…Со свистом тяжелое кресло, в котором сидит Андреев, врезается в воздух. Отлично, эта часть испытания прошла благополучно, переходим к следующей — опуститься до высоты 5000 метров и нажать ручку, тогда уже можно будет раскрыть парашют.
Бешеное вращение захватывает Андреева, все вокруг превращается в свистящую, сверкающую карусель, тело наливается свинцом, голова готова взорваться… Парашютист мог нажать на ручку, сбросить кресло, и все это мгновенно кончилось бы. Но высота 12 000 метров, а кресло надо сбросить семью километрами ниже. В этом опыт. И если сейчас он не доведет его до конца, то как узнать, в чем ошибка, случайна ли она, исправима ли? И если сейчас он не доведет его до конца, то что будет с теми, кто когда-нибудь, может быть безоглядно доверяя, нажмет на рукоятки?
Опыт нельзя прервать.
Вот в этом поразительная, не устающая удивлять особенность работы испытателей! Свист, шум, грохот кругом или мертвая тишина, страшная скорость вращения, падения, тело, весящее тонну, руки и ноги, готовые оторваться, голова — голова словно пылающий, разрывающийся, огромный шар! А холодная, четкая мысль ученого, экспериментатора в белом халате не дремлет. Она одна трезва, безошибочна и ясна в этом, поднятом на дыбе теле. Все фиксирует, все анализирует наравне, да нет, лучше, чем приборы. Как ни могуче может быть тело человека, дух еще могущественней.
Андреев долетает до заданной высоты, сбрасывает кресло, открывает парашют, приземляется. Докладывает наблюдения, выводы. Конструкторы немедленно берутся за работу, исправляют, доводят. И прибор становится безошибочным, стопроцентным.

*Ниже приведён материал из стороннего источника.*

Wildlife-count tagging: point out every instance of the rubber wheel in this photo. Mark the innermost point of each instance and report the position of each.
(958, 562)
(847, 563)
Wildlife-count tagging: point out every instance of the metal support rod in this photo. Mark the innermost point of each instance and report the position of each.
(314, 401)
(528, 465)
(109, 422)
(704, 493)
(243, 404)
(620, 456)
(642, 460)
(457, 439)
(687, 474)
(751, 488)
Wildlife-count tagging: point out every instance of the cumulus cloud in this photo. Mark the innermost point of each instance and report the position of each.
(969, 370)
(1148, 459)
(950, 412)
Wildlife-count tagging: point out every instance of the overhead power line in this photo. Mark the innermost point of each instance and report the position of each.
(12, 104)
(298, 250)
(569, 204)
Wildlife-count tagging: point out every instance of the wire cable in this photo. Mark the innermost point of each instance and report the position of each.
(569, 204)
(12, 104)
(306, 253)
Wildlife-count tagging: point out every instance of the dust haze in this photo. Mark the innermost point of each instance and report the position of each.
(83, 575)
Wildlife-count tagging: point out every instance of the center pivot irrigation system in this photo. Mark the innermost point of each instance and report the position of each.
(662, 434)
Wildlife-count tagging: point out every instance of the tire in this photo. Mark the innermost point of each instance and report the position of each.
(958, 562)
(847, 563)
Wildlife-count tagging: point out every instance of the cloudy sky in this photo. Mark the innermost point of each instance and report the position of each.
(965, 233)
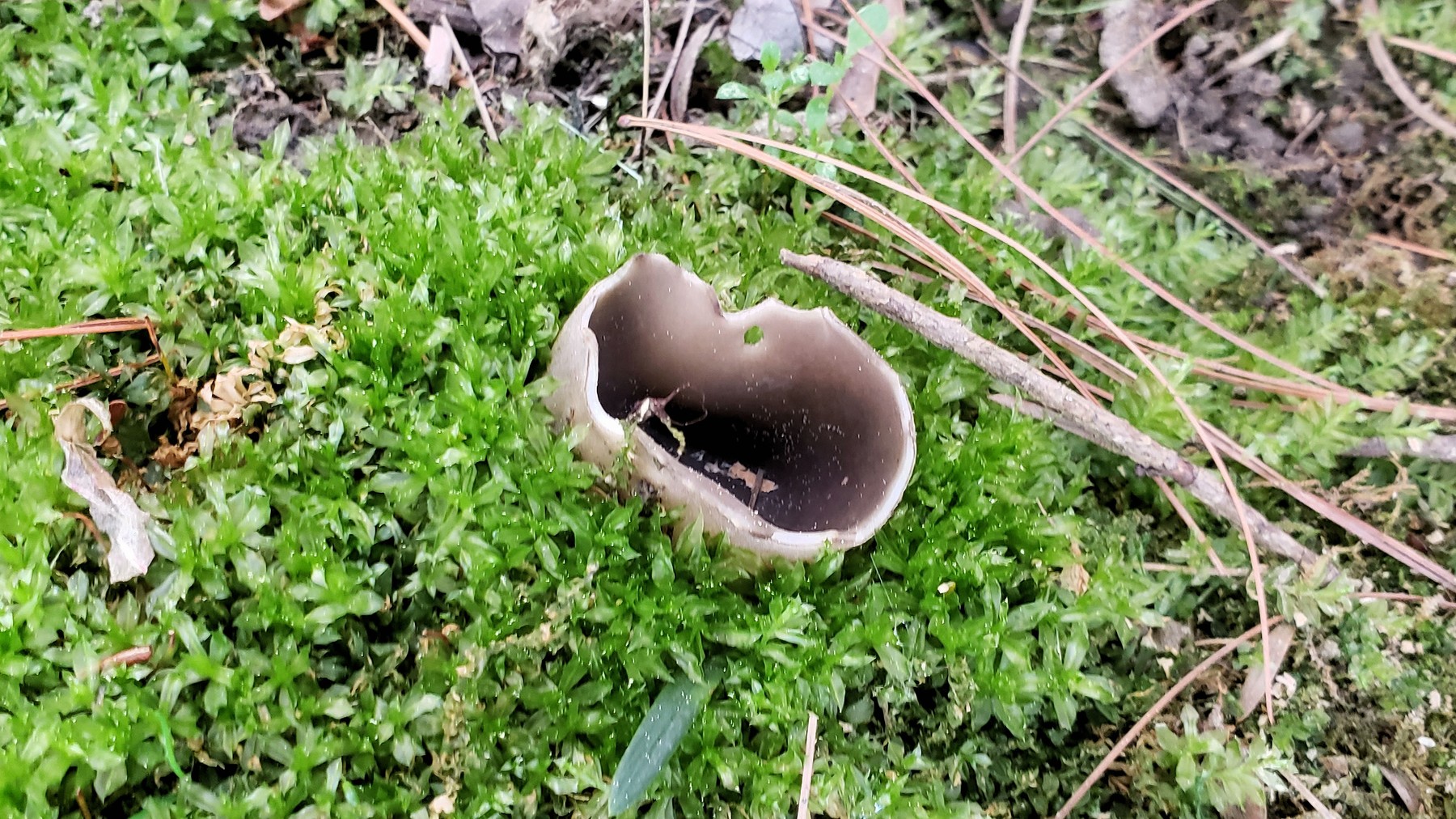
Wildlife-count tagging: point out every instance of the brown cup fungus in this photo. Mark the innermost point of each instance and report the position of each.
(777, 427)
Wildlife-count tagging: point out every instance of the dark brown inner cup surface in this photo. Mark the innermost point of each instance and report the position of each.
(802, 405)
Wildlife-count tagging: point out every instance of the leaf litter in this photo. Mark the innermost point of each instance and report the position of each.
(116, 515)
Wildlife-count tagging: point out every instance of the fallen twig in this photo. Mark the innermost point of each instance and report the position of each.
(1238, 507)
(1361, 529)
(1132, 54)
(1186, 189)
(1423, 49)
(807, 777)
(1403, 598)
(1018, 38)
(1434, 448)
(1215, 570)
(1075, 413)
(1412, 247)
(79, 329)
(1254, 56)
(1158, 707)
(87, 380)
(881, 214)
(671, 65)
(469, 76)
(420, 38)
(124, 658)
(1375, 41)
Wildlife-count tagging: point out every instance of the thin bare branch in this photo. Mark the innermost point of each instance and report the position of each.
(1434, 448)
(807, 775)
(125, 658)
(469, 76)
(87, 380)
(1375, 41)
(79, 329)
(1158, 707)
(1412, 247)
(897, 69)
(1403, 598)
(671, 65)
(1072, 411)
(407, 23)
(1423, 49)
(1417, 562)
(1254, 56)
(1188, 191)
(1018, 38)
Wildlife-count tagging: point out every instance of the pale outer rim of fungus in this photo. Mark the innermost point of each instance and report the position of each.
(680, 486)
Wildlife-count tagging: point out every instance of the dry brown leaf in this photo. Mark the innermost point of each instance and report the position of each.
(229, 394)
(116, 511)
(298, 354)
(1405, 789)
(857, 91)
(274, 9)
(1246, 811)
(1252, 691)
(437, 74)
(171, 455)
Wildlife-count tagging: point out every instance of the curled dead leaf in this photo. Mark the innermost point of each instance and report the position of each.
(229, 394)
(1252, 691)
(1405, 789)
(116, 513)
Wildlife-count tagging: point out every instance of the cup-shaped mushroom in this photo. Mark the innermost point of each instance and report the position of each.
(773, 426)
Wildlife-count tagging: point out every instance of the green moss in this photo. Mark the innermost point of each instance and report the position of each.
(396, 583)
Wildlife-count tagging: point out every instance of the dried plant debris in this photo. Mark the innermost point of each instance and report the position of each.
(116, 515)
(539, 32)
(1252, 691)
(760, 22)
(1145, 83)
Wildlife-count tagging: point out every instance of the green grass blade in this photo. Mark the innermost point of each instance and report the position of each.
(655, 740)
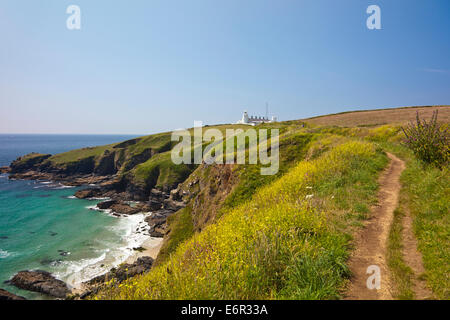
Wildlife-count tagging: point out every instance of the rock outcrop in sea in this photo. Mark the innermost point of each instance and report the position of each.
(42, 282)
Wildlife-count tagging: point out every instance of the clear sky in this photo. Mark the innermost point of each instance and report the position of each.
(147, 66)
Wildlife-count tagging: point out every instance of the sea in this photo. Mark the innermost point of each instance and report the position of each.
(44, 227)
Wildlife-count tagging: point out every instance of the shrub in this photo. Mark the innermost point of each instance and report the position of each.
(428, 140)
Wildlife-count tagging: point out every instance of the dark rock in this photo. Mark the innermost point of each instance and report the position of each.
(156, 199)
(28, 162)
(124, 271)
(88, 193)
(50, 262)
(5, 170)
(40, 281)
(106, 204)
(5, 295)
(124, 208)
(156, 233)
(173, 205)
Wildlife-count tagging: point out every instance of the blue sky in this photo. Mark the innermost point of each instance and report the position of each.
(148, 66)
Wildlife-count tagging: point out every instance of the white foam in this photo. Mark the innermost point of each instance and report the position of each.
(77, 272)
(61, 186)
(4, 254)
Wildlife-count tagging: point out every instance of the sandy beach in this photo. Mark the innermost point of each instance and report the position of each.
(151, 246)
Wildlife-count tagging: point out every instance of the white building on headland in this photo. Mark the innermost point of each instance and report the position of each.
(254, 120)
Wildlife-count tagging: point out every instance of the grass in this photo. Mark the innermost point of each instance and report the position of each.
(76, 155)
(426, 196)
(428, 199)
(160, 171)
(275, 245)
(402, 274)
(181, 229)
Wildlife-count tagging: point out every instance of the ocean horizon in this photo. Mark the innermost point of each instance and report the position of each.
(43, 226)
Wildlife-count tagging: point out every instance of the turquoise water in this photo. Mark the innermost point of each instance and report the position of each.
(42, 226)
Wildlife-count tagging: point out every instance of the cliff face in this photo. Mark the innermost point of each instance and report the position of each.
(133, 167)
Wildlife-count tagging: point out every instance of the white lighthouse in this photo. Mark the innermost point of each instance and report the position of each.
(254, 120)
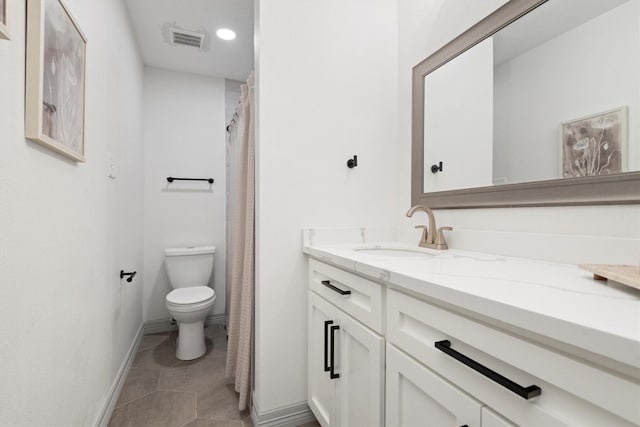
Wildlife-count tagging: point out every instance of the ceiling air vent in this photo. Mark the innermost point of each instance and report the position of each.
(186, 38)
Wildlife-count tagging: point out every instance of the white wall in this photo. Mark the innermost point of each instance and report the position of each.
(425, 26)
(591, 68)
(326, 82)
(184, 136)
(66, 230)
(458, 121)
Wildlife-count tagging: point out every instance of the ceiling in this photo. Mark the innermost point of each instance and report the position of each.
(226, 59)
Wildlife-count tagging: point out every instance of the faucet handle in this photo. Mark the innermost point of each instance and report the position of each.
(441, 242)
(423, 239)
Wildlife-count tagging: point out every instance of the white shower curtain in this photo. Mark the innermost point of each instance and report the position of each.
(240, 243)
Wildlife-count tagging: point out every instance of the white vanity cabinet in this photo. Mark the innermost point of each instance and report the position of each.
(402, 359)
(416, 396)
(346, 358)
(519, 382)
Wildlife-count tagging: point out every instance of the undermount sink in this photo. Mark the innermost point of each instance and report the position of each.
(394, 252)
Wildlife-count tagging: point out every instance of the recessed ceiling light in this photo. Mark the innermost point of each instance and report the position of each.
(226, 34)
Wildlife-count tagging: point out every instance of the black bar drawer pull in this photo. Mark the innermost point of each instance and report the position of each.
(524, 392)
(328, 284)
(332, 374)
(326, 344)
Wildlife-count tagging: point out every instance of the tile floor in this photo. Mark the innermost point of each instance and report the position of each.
(162, 391)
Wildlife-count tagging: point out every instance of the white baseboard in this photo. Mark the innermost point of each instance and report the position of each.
(166, 325)
(118, 382)
(286, 416)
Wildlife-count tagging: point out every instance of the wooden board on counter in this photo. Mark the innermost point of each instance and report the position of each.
(626, 274)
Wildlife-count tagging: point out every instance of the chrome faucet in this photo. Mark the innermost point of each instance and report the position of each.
(431, 238)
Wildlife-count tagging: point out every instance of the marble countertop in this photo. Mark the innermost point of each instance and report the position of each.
(554, 300)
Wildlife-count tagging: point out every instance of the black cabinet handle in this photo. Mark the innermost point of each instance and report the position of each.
(332, 374)
(328, 284)
(524, 392)
(326, 345)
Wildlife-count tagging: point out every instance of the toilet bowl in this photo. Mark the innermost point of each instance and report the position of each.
(191, 300)
(189, 307)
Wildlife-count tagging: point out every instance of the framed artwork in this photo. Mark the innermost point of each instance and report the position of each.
(55, 78)
(4, 19)
(594, 145)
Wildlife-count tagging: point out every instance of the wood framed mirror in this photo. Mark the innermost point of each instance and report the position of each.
(571, 134)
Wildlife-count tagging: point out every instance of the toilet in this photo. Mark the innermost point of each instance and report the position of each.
(190, 301)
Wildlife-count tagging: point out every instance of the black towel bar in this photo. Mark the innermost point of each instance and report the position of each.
(171, 179)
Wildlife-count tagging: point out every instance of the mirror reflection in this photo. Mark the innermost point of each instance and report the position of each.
(553, 95)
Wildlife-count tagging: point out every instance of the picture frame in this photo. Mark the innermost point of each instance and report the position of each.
(5, 9)
(55, 95)
(594, 145)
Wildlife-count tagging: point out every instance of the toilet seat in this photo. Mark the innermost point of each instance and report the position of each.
(190, 296)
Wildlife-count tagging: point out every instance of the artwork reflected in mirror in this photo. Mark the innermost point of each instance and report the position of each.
(55, 78)
(493, 114)
(594, 145)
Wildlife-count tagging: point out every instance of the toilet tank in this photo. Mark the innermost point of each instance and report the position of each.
(192, 266)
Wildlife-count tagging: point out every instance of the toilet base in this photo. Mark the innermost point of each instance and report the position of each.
(190, 344)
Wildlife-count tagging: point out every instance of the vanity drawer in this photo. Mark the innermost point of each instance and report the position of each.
(572, 392)
(361, 298)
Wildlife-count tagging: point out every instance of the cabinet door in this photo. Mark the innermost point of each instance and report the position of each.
(492, 419)
(417, 397)
(360, 393)
(321, 389)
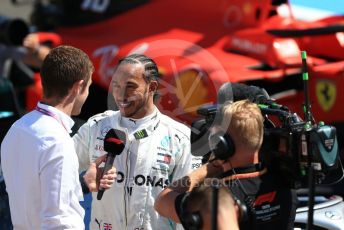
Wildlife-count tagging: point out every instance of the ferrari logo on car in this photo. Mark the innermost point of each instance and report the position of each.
(326, 93)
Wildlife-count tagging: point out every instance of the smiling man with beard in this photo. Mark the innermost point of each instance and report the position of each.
(156, 153)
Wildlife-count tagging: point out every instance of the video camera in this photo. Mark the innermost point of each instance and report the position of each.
(12, 31)
(290, 145)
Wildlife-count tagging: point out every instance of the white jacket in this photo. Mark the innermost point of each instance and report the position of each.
(163, 155)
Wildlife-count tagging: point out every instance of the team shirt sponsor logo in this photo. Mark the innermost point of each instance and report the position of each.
(164, 158)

А Андреев? Андреев возвращается в свою красивую квартиру с синими, цвета неба лоджиями, кратко сообщает жене Валентине Владимировне, что сегодня «был трудный день» (у нее тоже, идет составление годового баланса, «потеряли» десятку и весь день искали), а потом с увлечением, с кучей важных деталей, в меру прихвастнув, рассказывает, как выиграл настольно-теннисный матч, а его соперник, тоже испытатель, пыхтя, пролезал под столом. Но Валентину Владимировну не проведешь, она уличает смущенного мужа в хвастовстве, и в конце концов, после жарких препирательств, он вынужден признать, что в общем-то счет матча оказался ничейным…
Но я отвлекся. Я ведь рассказывал об испытаниях. Вот еще. Правда, оно было давно. Решался вопрос о том, ставить ли при новых скоростях на самолетах катапульту, ту самую, о которой говорилось выше. И вот прыгали при скорости самолета 500—550 километров. Кое-как получалось, хотя воздушный поток прижимал к фюзеляжу. Прыгали на скорость 600—650 километров. Это словно в несущуюся навстречу на бешеной скорости волну. Мы, земные люди, как-то не очень представляем себе воздух, становящийся плотным и твердым. А он становится. 670 километров в час — скорость самолета! Андреев прыгает.
Как бы поточнее описать, что он почувствовал. Была в средневековые времена такая распространенная казнь — четвертование называлась. Человека привязывали за ноги и за руки к четырем лошадям и разрывали. Так вот то, что почувствовал Андреев, напоминало эту сцену. Немного послабее, может быть. Немного. Зато сомнения в том, ставить или не ставить катапульты на реактивные самолеты, исчезли. Я сказал уже, что это испытание проходило давно, но ведь проходило? И как ответить, скольким людям сберег он тогда жизнь?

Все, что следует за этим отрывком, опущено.